My daughter, who seems committed to Judaism, goes to public school at this time. Here are several challenges that we have had in the short time since school started. For those of you who sent your kids or are sending your kids to public school, please share your experiences and what you have done in similar situations. Of course, these problems would be solved if she could attend a Jewish school or if we lived in an area highly populated by orthodox Jews, where there are lots of after-school activities for Frum kids, but in our particular situation, at this time, we don’t have those options. Perhaps we can help each other through these challenges, to raise Frum children despite their need to be in decidedly non-Jewish environments.
1) Some children have made fun of my daughter for dressing modestly- why does she wear long skirts? Because she is not American and other negative remarks.
2) The teacher wants my daughter to read secular material from a school list for her personal reading at home so that she can earn points and participate in “celebrations”.
This has three challenges- the reading material may not be appropriate by frum standards, secular reading at home takes away from the small window of opportunity to provide my daughter with opportunities for Jewish study (even fun Jewish reading) AND the celebrations are mixed-gender parties, social activities of a non-frum/non-Jewish nature, and outings. There will also be events at various times throughout the year to mark occasions and (non-Jewish holidays).
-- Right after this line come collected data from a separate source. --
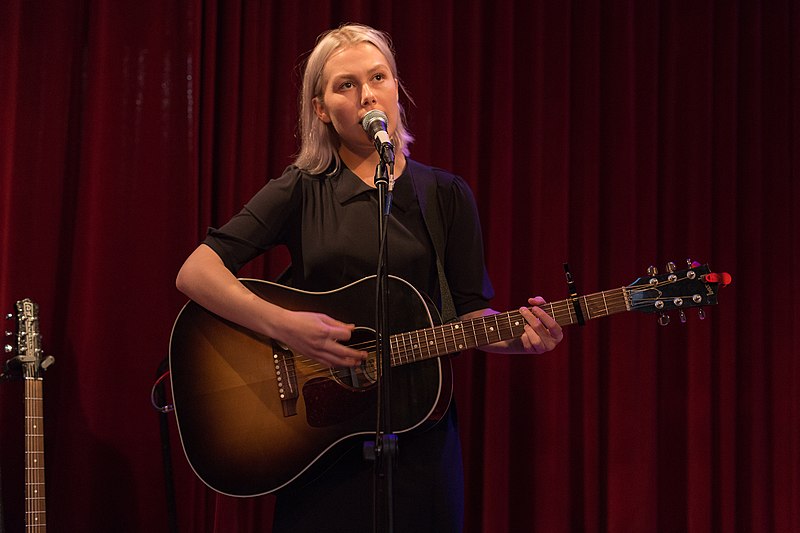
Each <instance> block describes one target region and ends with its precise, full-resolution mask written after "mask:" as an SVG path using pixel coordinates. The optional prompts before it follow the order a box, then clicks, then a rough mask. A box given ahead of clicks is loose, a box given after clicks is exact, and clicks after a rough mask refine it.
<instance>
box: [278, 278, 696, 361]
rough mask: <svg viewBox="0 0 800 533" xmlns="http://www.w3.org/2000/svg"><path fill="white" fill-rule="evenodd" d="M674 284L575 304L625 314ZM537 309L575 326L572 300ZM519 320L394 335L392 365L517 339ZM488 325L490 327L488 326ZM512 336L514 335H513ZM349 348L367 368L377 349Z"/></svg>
mask: <svg viewBox="0 0 800 533" xmlns="http://www.w3.org/2000/svg"><path fill="white" fill-rule="evenodd" d="M677 281H679V280H676V281H674V282H673V281H665V282H661V283H659V284H658V285H657V286H653V285H650V284H641V285H630V286H627V287H621V288H617V289H611V290H607V291H602V292H598V293H593V294H589V295H586V296H580V297H578V302H579V303H580V304H582V305H581V310H582V311H583V313H585V318H586V319H593V318H598V317H601V316H607V315H611V314H614V313H618V312H622V311H627V310H628V309H629V308H630V307H632V306H633V305H634V304H633V302H632V296H641V294H643V293H645V292H647V291H651V290H654V289H657V288H658V287H661V286H664V285H669V284H672V283H675V282H677ZM689 297H690V296H689ZM639 300H640V301H641V300H644V301H645V302H650V301H656V300H658V298H640V299H639ZM636 305H641V304H636ZM539 307H541V308H542V309H543V310H545V311H546V312H547V313H548V314H549V315H550V316H552V317H553V318H554V319H555V320H556V322H558V323H559V324H560V325H562V326H565V325H571V324H575V323H577V322H578V320H577V317H576V316H575V309H574V304H573V301H572V300H560V301H556V302H548V303H545V304H542V305H541V306H539ZM529 309H530V308H529ZM521 319H522V315H521V313H520V312H519V311H518V310H515V311H507V312H505V313H497V314H493V315H487V316H483V317H478V318H475V319H470V320H466V321H462V322H457V323H452V324H442V325H438V326H434V327H432V328H426V329H420V330H414V331H410V332H404V333H398V334H394V335H392V337H391V339H390V346H391V348H392V355H391V358H392V365H393V366H396V365H398V364H404V363H410V362H415V361H422V360H425V359H429V358H432V357H438V356H441V355H447V354H450V353H456V352H459V351H461V350H464V349H471V348H476V347H480V346H482V345H486V344H491V343H492V342H497V341H499V340H505V339H510V338H514V337H518V336H520V335H521V334H522V331H524V323H522V325H521V326H519V327H515V326H513V324H514V323H516V322H519V321H520V320H521ZM490 322H491V323H493V324H490ZM454 328H458V329H459V330H460V331H457V332H456V331H454ZM428 332H431V335H430V337H432V338H433V340H432V341H429V342H427V343H425V344H424V345H423V344H422V343H419V342H417V343H415V342H413V339H414V338H415V337H416V338H417V339H420V338H425V339H426V340H427V339H428V338H429V335H428ZM512 333H514V334H513V335H512ZM467 335H471V336H472V337H473V339H472V340H468V339H467ZM457 336H461V337H462V339H463V340H464V343H463V344H462V347H459V344H458V342H457V340H456V339H457ZM479 338H481V339H483V338H485V339H487V341H491V342H481V341H479V340H478V339H479ZM492 339H495V340H492ZM473 341H474V342H473ZM351 346H352V347H353V348H355V349H357V350H364V351H367V352H368V353H369V356H368V359H367V361H365V363H364V364H368V363H369V361H370V359H374V357H375V348H376V343H375V341H374V340H373V341H363V342H359V343H356V344H353V345H351ZM296 357H297V358H298V359H300V360H301V361H303V362H304V363H306V364H305V367H306V369H307V370H309V375H311V376H313V375H319V376H322V375H325V374H328V373H330V372H335V371H336V369H337V368H345V367H332V368H330V367H327V366H325V365H323V364H322V363H320V362H318V361H316V360H314V359H311V358H310V357H307V356H302V355H299V356H296ZM292 377H296V371H295V372H294V373H293V376H292Z"/></svg>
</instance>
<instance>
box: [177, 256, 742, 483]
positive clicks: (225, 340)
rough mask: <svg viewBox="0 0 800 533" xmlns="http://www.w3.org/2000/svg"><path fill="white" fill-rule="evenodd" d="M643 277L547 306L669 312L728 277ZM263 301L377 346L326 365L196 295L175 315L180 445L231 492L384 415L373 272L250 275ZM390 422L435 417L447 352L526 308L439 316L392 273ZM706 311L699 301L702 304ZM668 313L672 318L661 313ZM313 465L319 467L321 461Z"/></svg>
mask: <svg viewBox="0 0 800 533" xmlns="http://www.w3.org/2000/svg"><path fill="white" fill-rule="evenodd" d="M671 270H673V271H672V272H667V273H665V274H662V275H655V274H654V275H651V276H647V277H644V278H639V279H637V280H636V281H634V282H633V283H632V284H630V285H628V286H627V287H621V288H617V289H611V290H607V291H603V292H598V293H595V294H590V295H586V296H580V297H577V296H573V297H571V298H569V299H567V300H562V301H558V302H552V303H548V304H545V305H543V306H541V307H542V309H544V310H545V311H546V312H547V313H549V314H550V315H551V316H552V317H553V318H555V320H556V321H557V322H558V323H559V324H561V325H562V326H567V325H570V324H575V323H579V322H582V321H583V320H591V319H595V318H599V317H603V316H608V315H612V314H615V313H620V312H623V311H643V312H649V313H659V314H663V313H665V312H666V311H670V310H675V309H677V310H679V311H680V313H681V314H682V315H683V310H684V309H687V308H690V307H700V306H707V305H714V304H716V303H717V290H718V287H719V286H720V284H723V285H724V284H725V283H727V282H728V281H730V276H728V275H727V274H714V273H711V271H710V270H709V267H708V266H707V265H705V266H700V265H699V264H697V263H695V264H694V266H692V267H690V268H688V269H686V270H683V271H674V268H672V269H671ZM241 281H242V283H243V284H244V285H245V286H247V287H248V288H249V289H250V290H251V291H253V292H254V293H256V294H257V295H259V296H260V297H261V298H264V299H266V300H269V301H271V302H273V303H275V304H277V305H280V306H282V307H285V308H288V309H291V310H296V311H315V312H321V313H326V314H328V315H330V316H333V317H335V318H337V319H339V320H341V321H343V322H347V323H354V324H356V326H357V327H356V330H355V332H354V334H353V336H352V338H351V340H350V341H349V342H348V344H349V345H352V346H354V347H357V348H359V349H363V350H365V351H367V352H368V353H369V357H368V359H367V360H366V361H365V362H363V363H362V364H361V365H360V366H359V367H356V368H341V367H340V368H337V367H334V368H326V367H324V366H323V365H321V364H320V363H318V362H316V361H314V360H312V359H310V358H308V357H306V356H304V355H303V354H300V353H292V352H291V351H290V350H288V349H287V348H286V347H285V346H283V345H282V344H281V343H280V342H277V341H276V340H274V339H270V338H268V337H265V336H263V335H259V334H257V333H254V332H252V331H250V330H248V329H246V328H243V327H241V326H238V325H236V324H234V323H231V322H229V321H227V320H225V319H222V318H220V317H219V316H217V315H215V314H213V313H211V312H209V311H207V310H206V309H204V308H203V307H201V306H199V305H197V304H196V303H194V302H191V301H190V302H189V303H187V304H186V305H185V306H184V307H183V309H182V310H181V311H180V313H179V314H178V317H177V319H176V321H175V324H174V327H173V330H172V335H171V339H170V350H169V363H170V374H171V380H172V393H173V403H174V408H175V414H176V420H177V424H178V430H179V434H180V438H181V442H182V445H183V450H184V452H185V454H186V457H187V459H188V461H189V464H190V465H191V467H192V468H193V469H194V471H195V473H196V474H197V475H198V476H199V477H200V479H201V480H202V481H203V482H204V483H206V484H207V485H208V486H209V487H211V488H212V489H214V490H216V491H218V492H221V493H223V494H228V495H232V496H256V495H261V494H267V493H271V492H274V491H277V490H279V489H281V488H284V487H286V486H287V485H289V484H290V483H292V482H294V481H296V480H297V479H298V478H300V477H301V476H302V477H306V476H308V475H311V474H312V473H313V472H314V471H315V470H316V469H318V468H321V467H323V466H324V464H325V461H324V460H323V459H324V458H332V457H334V456H335V455H336V450H339V448H340V447H341V446H343V445H347V444H348V441H350V444H351V445H352V441H351V437H355V436H358V435H370V434H372V433H373V432H374V426H375V420H376V398H377V386H376V361H375V331H374V301H375V300H374V294H375V277H374V276H373V277H367V278H364V279H362V280H360V281H357V282H355V283H352V284H349V285H346V286H344V287H341V288H339V289H337V290H334V291H330V292H305V291H302V290H297V289H292V288H287V287H284V286H281V285H277V284H274V283H270V282H266V281H261V280H255V279H243V280H241ZM389 293H390V296H389V298H390V304H389V308H390V309H392V310H394V312H393V313H392V316H391V317H390V323H389V328H390V330H391V333H392V334H391V338H390V346H391V362H392V369H391V370H392V387H393V398H392V402H391V405H392V414H391V416H392V423H393V430H394V431H395V432H396V433H398V434H401V433H404V432H408V431H412V430H417V429H422V428H424V427H426V426H428V425H430V424H433V423H435V422H436V421H437V420H438V419H440V418H441V416H442V415H443V414H444V413H445V411H446V410H447V407H448V405H449V403H450V399H451V395H452V375H451V367H450V360H449V358H447V357H443V356H446V355H448V354H453V353H456V352H460V351H462V350H467V349H470V348H475V347H480V346H484V345H487V344H491V343H494V342H498V341H502V340H505V339H512V338H515V337H518V336H520V335H521V334H522V332H523V329H524V326H525V320H524V319H523V317H522V316H521V314H520V313H519V311H518V310H514V311H509V312H505V313H499V314H496V315H491V316H485V317H480V318H475V319H470V320H463V321H457V322H450V323H447V324H439V317H438V313H437V312H436V308H435V307H434V306H433V305H431V303H430V302H429V301H428V300H427V299H426V298H425V297H424V296H423V295H422V294H420V293H419V292H418V291H417V290H416V289H415V288H414V287H413V286H411V285H410V284H409V283H408V282H406V281H404V280H403V279H401V278H397V277H390V281H389ZM700 311H702V309H701V310H700ZM662 320H663V316H662ZM312 467H315V468H312Z"/></svg>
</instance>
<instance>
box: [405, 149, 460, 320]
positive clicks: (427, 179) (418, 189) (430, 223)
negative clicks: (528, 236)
mask: <svg viewBox="0 0 800 533" xmlns="http://www.w3.org/2000/svg"><path fill="white" fill-rule="evenodd" d="M406 165H407V168H408V174H409V176H411V183H412V185H413V186H414V193H415V194H416V196H417V201H418V202H419V209H420V211H421V212H422V220H423V221H424V222H425V227H426V228H427V230H428V235H430V237H431V241H432V242H433V249H434V252H435V253H436V270H437V272H438V273H439V292H441V298H442V323H444V324H446V323H448V322H451V321H453V320H455V319H456V318H457V315H456V307H455V305H454V304H453V295H452V293H451V292H450V285H449V284H448V283H447V277H446V276H445V275H444V266H443V265H442V259H441V258H442V257H443V256H444V241H445V239H444V233H443V231H444V220H443V218H442V212H441V209H440V207H439V196H438V194H437V189H438V180H437V178H436V174H435V173H434V172H433V170H432V169H431V168H430V167H427V166H425V165H422V164H420V163H417V162H416V161H412V160H410V159H407V160H406Z"/></svg>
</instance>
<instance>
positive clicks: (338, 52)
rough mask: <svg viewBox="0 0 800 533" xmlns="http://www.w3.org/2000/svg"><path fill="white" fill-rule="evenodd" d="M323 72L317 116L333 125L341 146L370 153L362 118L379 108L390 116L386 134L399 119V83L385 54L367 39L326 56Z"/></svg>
mask: <svg viewBox="0 0 800 533" xmlns="http://www.w3.org/2000/svg"><path fill="white" fill-rule="evenodd" d="M322 76H323V80H324V83H325V85H324V91H323V96H322V98H321V99H320V98H314V109H315V111H316V113H317V117H319V119H320V120H322V121H323V122H325V123H327V124H332V125H333V127H334V129H335V130H336V132H337V133H338V134H339V138H340V139H341V142H342V144H343V145H344V147H346V148H347V149H349V150H350V151H352V152H354V153H356V154H361V155H363V156H364V157H367V156H369V155H372V154H373V153H374V151H375V147H374V145H373V143H372V141H371V140H370V139H369V138H368V137H367V134H366V133H365V132H364V129H363V128H362V127H361V118H362V117H363V116H364V115H365V114H366V113H367V112H368V111H370V110H372V109H380V110H381V111H383V112H384V113H386V116H387V118H388V119H389V125H388V130H389V135H392V134H393V133H394V130H395V128H396V127H397V123H398V120H399V119H400V110H399V107H398V98H399V94H398V83H397V80H396V79H395V78H394V76H393V75H392V70H391V69H390V68H389V63H388V62H387V61H386V58H385V57H384V56H383V54H382V53H381V52H380V50H378V49H377V48H376V47H375V46H373V45H371V44H369V43H359V44H357V45H354V46H349V47H347V48H341V49H339V50H337V51H336V52H334V53H333V55H331V57H330V58H328V62H327V63H326V64H325V67H324V69H323V71H322Z"/></svg>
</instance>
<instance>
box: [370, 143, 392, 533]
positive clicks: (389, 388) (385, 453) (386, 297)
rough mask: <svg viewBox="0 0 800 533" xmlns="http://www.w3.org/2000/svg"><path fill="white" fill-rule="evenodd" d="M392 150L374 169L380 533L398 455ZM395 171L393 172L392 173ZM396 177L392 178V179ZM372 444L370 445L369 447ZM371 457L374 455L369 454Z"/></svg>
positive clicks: (377, 432)
mask: <svg viewBox="0 0 800 533" xmlns="http://www.w3.org/2000/svg"><path fill="white" fill-rule="evenodd" d="M387 150H391V148H387V147H386V146H383V147H381V148H379V149H378V151H379V153H380V154H381V160H380V163H378V166H377V167H376V169H375V186H376V187H377V189H378V206H379V207H378V208H379V209H380V216H379V222H378V243H379V244H378V245H379V247H380V248H379V255H380V256H381V257H379V258H378V264H379V265H380V266H379V268H378V276H377V279H376V284H377V291H376V296H377V301H376V320H375V329H376V335H375V338H376V353H375V362H376V366H377V379H378V409H377V411H378V412H377V416H378V422H377V427H376V433H375V443H374V450H373V451H374V460H375V478H374V483H375V487H374V489H375V492H374V512H375V515H374V516H375V522H374V526H375V531H376V532H379V533H393V532H394V491H393V475H392V474H393V470H394V466H395V457H396V454H397V435H394V434H393V433H392V424H391V404H390V399H391V375H392V372H391V368H392V361H391V346H390V343H389V340H390V333H389V316H388V300H389V274H388V251H387V243H386V242H385V241H387V240H388V238H386V234H387V229H388V228H387V227H386V226H387V224H388V222H389V220H388V218H389V210H390V208H391V201H392V200H391V198H392V192H391V187H390V186H389V166H390V165H391V167H394V162H393V161H391V162H390V163H388V164H387V161H386V160H387V159H388V158H387V157H386V151H387ZM393 171H394V169H393V168H392V173H393ZM393 177H394V176H392V178H393ZM367 444H369V443H367ZM368 455H372V454H371V453H369V452H368Z"/></svg>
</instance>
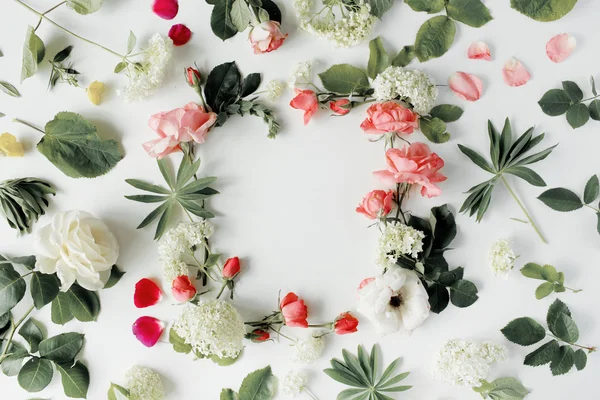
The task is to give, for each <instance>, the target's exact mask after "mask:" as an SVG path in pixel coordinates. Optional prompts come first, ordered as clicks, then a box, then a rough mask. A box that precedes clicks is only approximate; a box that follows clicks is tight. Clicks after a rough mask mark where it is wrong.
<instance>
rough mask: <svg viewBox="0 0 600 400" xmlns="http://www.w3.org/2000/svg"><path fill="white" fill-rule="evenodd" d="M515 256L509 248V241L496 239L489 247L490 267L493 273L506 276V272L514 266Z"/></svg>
mask: <svg viewBox="0 0 600 400" xmlns="http://www.w3.org/2000/svg"><path fill="white" fill-rule="evenodd" d="M516 259H517V257H516V256H515V253H514V252H513V251H512V249H511V248H510V242H509V241H508V240H506V239H500V240H497V241H496V242H495V243H494V244H493V245H492V248H491V249H490V254H489V260H490V267H491V269H492V271H493V272H494V275H496V276H498V277H501V278H504V279H506V278H508V274H509V273H510V271H511V270H512V269H513V268H514V267H515V260H516Z"/></svg>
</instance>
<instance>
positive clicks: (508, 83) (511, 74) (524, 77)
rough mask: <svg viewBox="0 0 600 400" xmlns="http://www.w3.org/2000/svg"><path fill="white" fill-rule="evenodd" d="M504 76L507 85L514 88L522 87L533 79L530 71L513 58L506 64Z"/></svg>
mask: <svg viewBox="0 0 600 400" xmlns="http://www.w3.org/2000/svg"><path fill="white" fill-rule="evenodd" d="M502 76H503V77H504V82H506V84H507V85H509V86H514V87H517V86H522V85H524V84H526V83H527V82H529V79H531V75H530V74H529V71H527V69H526V68H525V67H524V66H523V64H521V62H520V61H519V60H517V59H515V58H511V59H510V60H508V61H507V62H506V64H504V68H502Z"/></svg>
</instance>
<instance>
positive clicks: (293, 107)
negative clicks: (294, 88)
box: [290, 89, 319, 125]
mask: <svg viewBox="0 0 600 400" xmlns="http://www.w3.org/2000/svg"><path fill="white" fill-rule="evenodd" d="M294 90H295V91H296V97H294V98H293V99H292V101H290V106H292V108H295V109H297V110H304V125H306V124H308V122H309V121H310V119H311V118H312V116H313V114H314V113H316V112H317V109H318V108H319V100H317V95H316V94H315V92H313V91H312V90H300V89H294Z"/></svg>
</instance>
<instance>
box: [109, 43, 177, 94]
mask: <svg viewBox="0 0 600 400" xmlns="http://www.w3.org/2000/svg"><path fill="white" fill-rule="evenodd" d="M172 53H173V41H172V40H171V39H170V38H168V37H164V36H162V35H160V34H158V33H157V34H155V35H154V36H152V37H151V38H150V41H149V42H148V48H147V49H146V50H145V51H144V53H143V54H144V60H143V61H142V62H141V66H136V65H133V64H128V65H127V75H128V76H129V82H128V84H127V86H125V88H123V89H121V90H118V91H117V94H118V95H119V96H120V97H121V98H123V100H125V101H126V102H127V103H133V102H136V101H139V100H141V99H143V98H144V97H147V96H149V95H151V94H152V93H153V92H154V91H155V90H156V89H157V88H158V87H160V85H161V84H162V82H163V80H164V77H165V71H166V70H167V65H168V64H169V61H170V60H171V55H172Z"/></svg>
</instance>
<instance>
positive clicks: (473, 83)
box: [448, 71, 483, 101]
mask: <svg viewBox="0 0 600 400" xmlns="http://www.w3.org/2000/svg"><path fill="white" fill-rule="evenodd" d="M448 84H449V85H450V89H451V90H452V91H453V92H454V94H456V95H457V96H458V97H460V98H461V99H465V100H468V101H475V100H479V98H480V97H481V92H482V91H483V83H482V82H481V79H479V78H478V77H476V76H475V75H472V74H468V73H466V72H460V71H458V72H455V73H454V75H452V76H451V77H450V79H449V80H448Z"/></svg>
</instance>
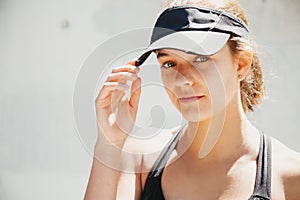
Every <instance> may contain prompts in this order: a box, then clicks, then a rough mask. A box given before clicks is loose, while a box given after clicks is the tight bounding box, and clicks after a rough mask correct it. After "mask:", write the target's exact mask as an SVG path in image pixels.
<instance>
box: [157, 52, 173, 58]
mask: <svg viewBox="0 0 300 200" xmlns="http://www.w3.org/2000/svg"><path fill="white" fill-rule="evenodd" d="M164 56H170V55H169V54H167V53H157V55H156V58H157V59H159V58H161V57H164Z"/></svg>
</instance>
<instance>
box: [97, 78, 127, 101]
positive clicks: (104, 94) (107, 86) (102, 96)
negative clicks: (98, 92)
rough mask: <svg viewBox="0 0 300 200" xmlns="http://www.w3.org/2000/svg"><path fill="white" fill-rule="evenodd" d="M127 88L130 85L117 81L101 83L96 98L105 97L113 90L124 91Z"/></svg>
mask: <svg viewBox="0 0 300 200" xmlns="http://www.w3.org/2000/svg"><path fill="white" fill-rule="evenodd" d="M129 88H130V86H129V85H127V84H123V83H118V82H106V83H104V84H103V87H102V88H101V90H100V92H99V95H98V97H97V100H103V99H105V98H106V97H107V96H108V95H109V94H111V93H112V92H113V91H115V90H121V91H126V90H128V89H129Z"/></svg>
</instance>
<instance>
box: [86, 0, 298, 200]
mask: <svg viewBox="0 0 300 200" xmlns="http://www.w3.org/2000/svg"><path fill="white" fill-rule="evenodd" d="M151 52H154V53H156V55H157V59H158V62H159V63H160V65H161V76H162V80H163V84H164V86H165V88H166V91H167V93H168V95H169V97H170V100H171V101H172V103H173V104H174V106H175V107H176V108H177V109H178V110H179V111H180V112H181V114H182V115H183V117H184V118H185V119H186V120H187V124H186V126H183V127H180V128H178V129H176V130H175V131H167V130H165V131H164V134H162V135H163V136H162V137H163V138H162V137H160V136H158V137H155V138H153V139H151V140H150V141H142V142H140V143H141V144H137V143H136V142H137V141H136V140H133V139H128V138H129V137H128V134H130V133H131V131H132V130H133V127H134V122H135V119H136V113H137V109H138V104H139V97H140V93H141V89H140V86H141V79H140V78H139V76H138V72H139V71H140V68H139V67H138V66H140V65H142V64H143V62H144V61H145V60H146V59H147V57H148V56H149V54H150V53H151ZM128 81H132V82H131V86H128V85H127V83H128ZM129 88H131V89H130V91H131V93H130V96H129V98H128V99H124V95H125V92H126V91H127V90H129ZM263 95H264V86H263V80H262V74H261V68H260V64H259V60H258V57H257V55H256V53H255V49H254V47H253V45H252V44H251V41H250V39H249V30H248V28H247V20H246V18H245V15H244V13H243V11H242V10H241V8H240V6H239V5H238V4H237V3H236V2H235V1H230V0H228V1H226V0H221V1H213V0H209V1H204V0H196V1H176V0H174V1H171V2H170V3H169V4H168V5H167V6H166V9H165V11H164V12H163V13H161V15H160V16H159V18H158V19H157V22H156V24H155V27H154V29H153V33H152V38H151V45H150V46H149V48H148V49H147V50H146V51H145V53H144V54H143V55H142V56H141V57H140V58H139V59H138V60H137V61H132V62H129V63H128V64H127V65H125V66H122V67H119V68H115V69H113V70H112V73H111V74H110V75H109V77H108V79H107V81H106V83H105V84H104V85H103V88H102V89H101V91H100V93H99V96H98V98H97V100H96V111H97V119H98V128H99V138H98V140H97V143H96V146H95V159H94V162H93V167H92V171H91V175H90V180H89V184H88V187H87V191H86V196H85V199H86V200H88V199H116V198H117V199H126V200H127V199H155V200H156V199H157V200H158V199H205V200H208V199H252V200H253V199H273V200H283V199H295V200H296V199H300V167H299V166H300V155H299V154H298V153H296V152H293V151H292V150H290V149H288V148H287V147H286V146H284V145H283V144H281V143H280V142H279V141H277V140H275V139H273V138H272V139H271V138H269V137H267V136H265V135H263V134H262V133H261V132H260V131H258V130H257V129H256V128H255V127H253V126H252V125H251V123H250V122H249V121H248V119H247V117H246V115H245V112H248V111H252V110H253V108H254V106H255V105H257V104H258V103H259V102H260V99H261V98H262V97H263ZM112 113H115V120H110V116H111V114H112ZM165 136H167V137H165ZM125 141H126V143H125ZM166 141H168V144H165V143H166ZM153 144H159V145H161V146H160V147H161V148H163V150H162V151H161V152H160V153H159V154H158V156H156V157H155V158H154V159H153V157H150V156H148V157H147V155H146V153H145V152H149V151H151V148H152V146H153ZM156 146H157V145H156ZM116 147H117V148H116ZM149 149H150V150H149ZM128 151H131V152H136V154H135V155H133V154H132V155H130V156H128V155H125V154H124V152H128ZM140 152H144V154H139V153H140ZM96 158H98V159H100V160H101V161H103V160H105V163H103V162H98V161H97V160H96ZM118 165H121V166H122V167H121V169H113V168H111V167H109V166H118ZM129 168H131V170H135V173H129V172H126V170H127V171H128V169H129ZM123 169H125V170H123Z"/></svg>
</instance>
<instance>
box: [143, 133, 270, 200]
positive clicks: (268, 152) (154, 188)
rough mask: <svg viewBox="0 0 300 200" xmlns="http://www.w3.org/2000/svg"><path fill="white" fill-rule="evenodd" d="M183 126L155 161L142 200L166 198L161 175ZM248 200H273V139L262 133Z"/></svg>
mask: <svg viewBox="0 0 300 200" xmlns="http://www.w3.org/2000/svg"><path fill="white" fill-rule="evenodd" d="M181 130H182V128H181V129H179V130H178V131H177V133H176V134H175V135H174V137H173V138H172V139H171V140H170V141H169V143H168V144H167V146H166V147H165V148H164V149H163V150H162V152H161V154H160V156H159V157H158V159H157V160H156V162H155V163H154V165H153V167H152V169H151V171H150V172H149V175H148V177H147V180H146V183H145V188H144V191H143V193H142V200H164V199H165V198H164V195H163V192H162V188H161V176H162V173H163V171H164V168H165V166H166V164H167V162H168V160H169V157H170V155H171V153H172V152H173V150H174V149H175V148H176V145H177V143H178V141H179V136H180V132H181ZM248 200H271V140H270V138H269V137H268V136H265V135H264V134H261V137H260V148H259V154H258V157H257V171H256V179H255V188H254V191H253V194H252V195H251V196H250V198H249V199H248Z"/></svg>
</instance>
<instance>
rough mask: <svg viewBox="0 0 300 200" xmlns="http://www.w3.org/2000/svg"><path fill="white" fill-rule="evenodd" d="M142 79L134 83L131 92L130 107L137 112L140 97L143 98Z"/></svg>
mask: <svg viewBox="0 0 300 200" xmlns="http://www.w3.org/2000/svg"><path fill="white" fill-rule="evenodd" d="M141 83H142V80H141V78H137V79H136V80H134V81H132V86H131V91H130V100H129V105H130V106H131V107H132V108H133V109H134V110H136V109H137V108H138V105H139V101H140V96H141Z"/></svg>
3) The class will also regularly receive rewards in the form of movies, which also may not be appropriate for a frum child (or possibly any young child).
4) If I ask that my daughter be allowed to not participate in activities and movies, how can I help her to not feel left out and different in a school setting where there are no other orthodox Jewish children or perhaps not even any other Jewish kids? I am concerned that that being Jewish and observant will not seem worth it to her after a while and she will just want to blend in. (We do go to shul in another city and she is able to go to Hebrew school and camp, B’ezrat Hashem, and have some friends there, but the distance prohibits much involvement during the week).
5) The boys and girls in the class must play sports together- such as dodge ball. Sitting together in class, working together, and spending the whole day together would seem to breed a familiarity between the boys and the girls that does not seem appropriate for a frum girl. How can I help her keep frum values in this situation and not go down the path taken by many girls in public school to get involved with boyfriends at a young age.
6) There is also the issue of absences for yomim tovim when the other kids go to school and then needing to make up massive amounts of work (mostly completing lots of worksheets).
7) The teacher is very focused on all children being included in all activities so that children will feel a part of the group, however, being a part of this group may not be beneficial from the point of view of raising a frum child and planning for a good shidduch and Torah life as an adult.
8) How can I help the teacher understand that, in all these issues, I am trying to raise my daughter in a very positive way and not trying make her seem different or separate her from the larger group and activities for negative reasons?
Thanks for any suggestions others may have. May all of our children have wonderful years at school and bring us lots of nachas in the years to come.